Mit dem Übergang in die industrielle Massenproduktion war das dann schon eine andere Nummer. Es ging um die Hochskalierung der Produktionsprozesse, und Vitali behauptete, dass sie wieder seine Unterstützung bräuchten. Klar, wenn die Produktivität sowie die verfügbare Rohopiummenge höher wäre, könnten sie massenhaft das Rauschgift auf den Schmerzmittelmarkt werfen.
Ein kleines Problem, aus dem der Boss jedoch ein großes machte, betraf den bisherigen schlechten Marktzugang für rezeptfreie Opioide, weil die Zulassungsbehörde das bisher verhindert hatte, aber sie arbeiteten daran. In den USA explodierte der Markt geradezu, und hier hinkten sie hinterher. Sie arbeiteten sogar daran, ihre Produkte in die USA direkt zu liefern, aber die regulären Lieferwege waren zu kompliziert, zu aufwändig und zu teuer. Es bliebe wieder nur Drogenschmuggel, der zwar lukrativ, aber auch sehr risikoreich war.
Vitali hatte seinen Besuch gemeinsam mit zwei Spezialisten für die Massenproduktion für den Nachmittag angekündigt.
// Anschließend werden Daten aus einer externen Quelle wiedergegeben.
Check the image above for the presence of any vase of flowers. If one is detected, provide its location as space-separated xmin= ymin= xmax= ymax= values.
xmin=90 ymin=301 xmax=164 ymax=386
Ein Blick auf seine Armbanduhr genügte, um ihn daran zu erinnern, dass seine Gäste in fünfundvierzig Minuten mit einer Aeroflotmaschine von Kaliningrad über St. Petersburg kommend auf dem Rhein-Main-Flughafen in Frankfurt landen würden, von wo er sie direkt nach Darmstadt zu der Besichtigung der Anlage unter Frank Kochs Leitung bringen würde. Er versprach sich sehr viel von der Inspektion und steuerte seinen protzigen SUV auf die B 45 in Richtung Frankfurt.
Den Eignungstest mit Katra würde er in den nächsten Tagen nachholen.
Der lief ihm nicht weg.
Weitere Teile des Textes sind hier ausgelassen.